President Donald Trump had his first Cabinet meeting Monday with four empty chairs at the table.
President Donald Trump had his first Cabinet meeting Monday with four empty chairs at the table.
Trump blamed the absences on Senate Democrats. The party, he said, has obstructed confirmation of the Cabinet-level posts, including the U.S. trade representative, the director of national intelligence and the secretaries of labor and agriculture.
“We have four empty seats, which is a terrible thing,” the president said as the meeting started. “Because the Senate Democrats are continuing to obstruct.”
Well … not exactly.
It’s true and unfortunate that Senate Democrats slow-walked some of Trump’s early nominees. In fact, Senate Democrats — lacking a filibuster option — delayed final votes on several Cabinet picks, making it harder for the White House to assemble a government.
At the same time, Trump’s scattershot approach to filling vacant jobs has left hundreds of positions unfilled nearly two months after he took office.
By one estimate, roughly 500 senior-level positions remain empty, a dismal record that The New York Times said resulted from “dysfunctional” transition work.

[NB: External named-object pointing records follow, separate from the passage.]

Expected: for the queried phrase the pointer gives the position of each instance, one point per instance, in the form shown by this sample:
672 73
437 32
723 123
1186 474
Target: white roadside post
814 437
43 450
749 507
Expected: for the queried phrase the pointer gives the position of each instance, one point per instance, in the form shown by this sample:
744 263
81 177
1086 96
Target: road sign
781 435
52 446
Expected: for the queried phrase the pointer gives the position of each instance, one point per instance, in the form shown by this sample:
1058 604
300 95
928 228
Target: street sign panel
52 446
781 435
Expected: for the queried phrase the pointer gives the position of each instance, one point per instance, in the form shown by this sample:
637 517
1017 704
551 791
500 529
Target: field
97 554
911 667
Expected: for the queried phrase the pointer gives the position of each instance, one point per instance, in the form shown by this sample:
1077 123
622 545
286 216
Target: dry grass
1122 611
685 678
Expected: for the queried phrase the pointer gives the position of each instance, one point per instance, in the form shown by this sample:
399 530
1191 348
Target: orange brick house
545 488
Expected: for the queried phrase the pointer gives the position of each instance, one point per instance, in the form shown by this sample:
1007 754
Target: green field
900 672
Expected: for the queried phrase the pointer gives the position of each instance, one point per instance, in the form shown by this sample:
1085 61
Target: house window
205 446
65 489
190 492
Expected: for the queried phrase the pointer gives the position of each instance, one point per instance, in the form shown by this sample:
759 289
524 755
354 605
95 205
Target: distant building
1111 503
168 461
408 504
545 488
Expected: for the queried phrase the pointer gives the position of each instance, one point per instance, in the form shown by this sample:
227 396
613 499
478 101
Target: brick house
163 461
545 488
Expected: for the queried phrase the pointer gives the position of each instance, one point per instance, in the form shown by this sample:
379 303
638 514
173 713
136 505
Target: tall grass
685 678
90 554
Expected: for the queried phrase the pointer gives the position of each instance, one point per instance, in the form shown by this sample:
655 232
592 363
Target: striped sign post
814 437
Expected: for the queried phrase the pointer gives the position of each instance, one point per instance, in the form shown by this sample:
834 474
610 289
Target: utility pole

And nowhere is that dysfunction more apparent than in one of those empty Cabinet seats: the one held by the secretary of agriculture.
The transition team reportedly vetted several candidates for that important job, including Kansas Gov. Sam Brownback. But Trump didn’t settle on the eventual nominee, former Georgia Gov. Sonny Perdue, until just before his Jan. 20 inauguration. Perdue was Trump’s last Cabinet choice.
In 2008, Barack Obama picked his agriculture secretary before Christmas.
But it gets worse. Perdue is deeply entangled in several potential conflicts of interest. He holds ownership positions in farm-related companies and serves as secretary of the Georgia Agribusiness Council.
Those connections were revealed in Perdue’s filing with the Office of Government Ethics — a document made public only last Friday.
It’s hardly the Democrats’ fault that it took Perdue seven weeks to submit documents about his business arrangements. Senate hearings, and therefore Senate confirmation, had to be delayed until the papers were submitted.
And it still isn’t clear that Perdue has taken all the steps required so that he can go before the Senate. He’s working to clear up the potential conflicts, pushing the vote down the calendar.
The delay has irked Republicans. “We need him on board,” Sen. Pat Roberts of Kansas said in early March.
Yes. Yet Roberts and other farm state senators have been far too quiet about the tardy Perdue nomination. Their acquiescence enables Trump.
Western Kansas is on fire, yet the nominee for agriculture secretary is still doing his homework.
The delay also suggests a more disconcerting possibility: that Trump doesn’t understand or fully appreciate the importance of agriculture or food production or nutrition programs throughout the country. The evidence to date reinforces that suspicion.
The White House should move quickly to get someone in the office. Farmers, ranchers and anyone who eats deserve more than an empty seat at the table.